Bütünüyle katılıyorum, her koyun kendi bacağından asılır. Bazı çürük elmalar, cevizler var diye sağlamlarını da atmak, karalamak, çürük saymak haksızlıktır. Ama bu ölçü, bu kural bütün kesimler için geçerlidir. Siyasetten yargıya, dinsizlerden dinlilere (dindar bilinenlere) kadar her kesimin içinde sağlam ve çürük olanlar, doğru ve yanlış yapanlar vardır. Hiçbir grubu ve kesimi, yanlış yapanları esas alarak bütünüyle karalamak akıl, ahlak ve insaf kârı değildir.
“Tuncer Kılınç Paşa… zaman zaman konuşur, ters düşebilir. Emeklilik sonrası çeşitli konferanslar verdi, rahatsız etmiş olabilir; ama ifade özgürlüğü varsa herkes rahatça konuşmalı. Ben böylesi görevleri üstlenmiş insanların ihanet etmesini asla düşünmem, zaten yargı da her şeyi ortaya koyacaktır.”
İşte akl-ı selimin ortak ifadesi denebilecek bir paragraf. İki nokta şu ortamda çok önemli:
1. İfade özgürlüğü varsa herkes konuşmalıdır (tabii dindar ve muhalif olanlar da).

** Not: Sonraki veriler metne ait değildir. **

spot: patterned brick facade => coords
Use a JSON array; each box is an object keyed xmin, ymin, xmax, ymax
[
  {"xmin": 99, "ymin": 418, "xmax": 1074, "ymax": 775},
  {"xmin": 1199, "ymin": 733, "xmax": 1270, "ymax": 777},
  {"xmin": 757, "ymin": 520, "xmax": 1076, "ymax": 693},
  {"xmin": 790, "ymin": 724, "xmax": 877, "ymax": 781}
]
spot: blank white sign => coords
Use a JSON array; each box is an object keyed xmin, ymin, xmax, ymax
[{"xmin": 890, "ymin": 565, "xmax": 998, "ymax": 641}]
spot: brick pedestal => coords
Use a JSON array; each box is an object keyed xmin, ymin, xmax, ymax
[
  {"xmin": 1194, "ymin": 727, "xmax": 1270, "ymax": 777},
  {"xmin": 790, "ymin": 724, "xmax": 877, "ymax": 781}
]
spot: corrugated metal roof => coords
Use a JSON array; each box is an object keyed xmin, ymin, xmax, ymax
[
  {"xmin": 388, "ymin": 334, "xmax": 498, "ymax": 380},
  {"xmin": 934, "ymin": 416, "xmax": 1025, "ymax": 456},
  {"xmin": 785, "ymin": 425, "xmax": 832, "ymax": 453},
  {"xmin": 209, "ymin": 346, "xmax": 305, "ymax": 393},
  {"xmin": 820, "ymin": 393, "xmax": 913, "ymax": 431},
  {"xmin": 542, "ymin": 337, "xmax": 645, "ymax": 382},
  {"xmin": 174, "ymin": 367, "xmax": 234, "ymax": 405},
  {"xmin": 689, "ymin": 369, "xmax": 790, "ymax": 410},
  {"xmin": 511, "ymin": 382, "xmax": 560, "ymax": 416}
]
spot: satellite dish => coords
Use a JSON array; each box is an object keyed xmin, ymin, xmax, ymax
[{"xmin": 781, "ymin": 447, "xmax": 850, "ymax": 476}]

2. Eğer bir dava yargıya intikal etmiş ise yapılacak tek şey, yargıyı rahat bırakmak ve sonucu beklemektir. Sonuç ortaya çıktıktan sonra verilen kararı tenkit hakkı bakidir.
“…Zaten uzun zamandır TSK’ya karşı yıpratma kampanyası var. Özellikle Irak’a ABD müdahalesinden sonra başlatılmıştır. İşte çuval geçirme falan. Adım adım TSK hedef alınıyor. Bir kısım gazeteler, bir sürü dinci cemaatler, tarikatlar var. Hepsi TSK’yı kendilerine karşı düşman ve hedef seçmiş. TSK olmasa her şeyi yapabileceklerini düşünüyorlar.”
Ben İslami kesime ait bilinen bir gazetede yıllardır yazıyorum, birçok İslami cemaati yakından tanıyorum. Benim bildiklerim ne orduya düşmandır, ne de orduyu yıpratmayı iş edinmişlerdir. Bu konuda da genelleme yapmamak gerekir. Öte yandan ordu, -inşaallah bundan sonra olmaz- koruma ve kollama vazifesini yanlış yorumlayarak, yanlış uygulayarak zaman zaman siyasete müdahale etmiş, demokrasiyi ve anayasayı askıya almış, halkın hür iradesiyle iktidara gelmiş hükumetlerin korkulu rüyası haline gelmiştir. İşte bu tavırlar ve davranışlar da orduyu yıpratmış, aleyhinde yazılıp çizilmeye sebep olmuştur.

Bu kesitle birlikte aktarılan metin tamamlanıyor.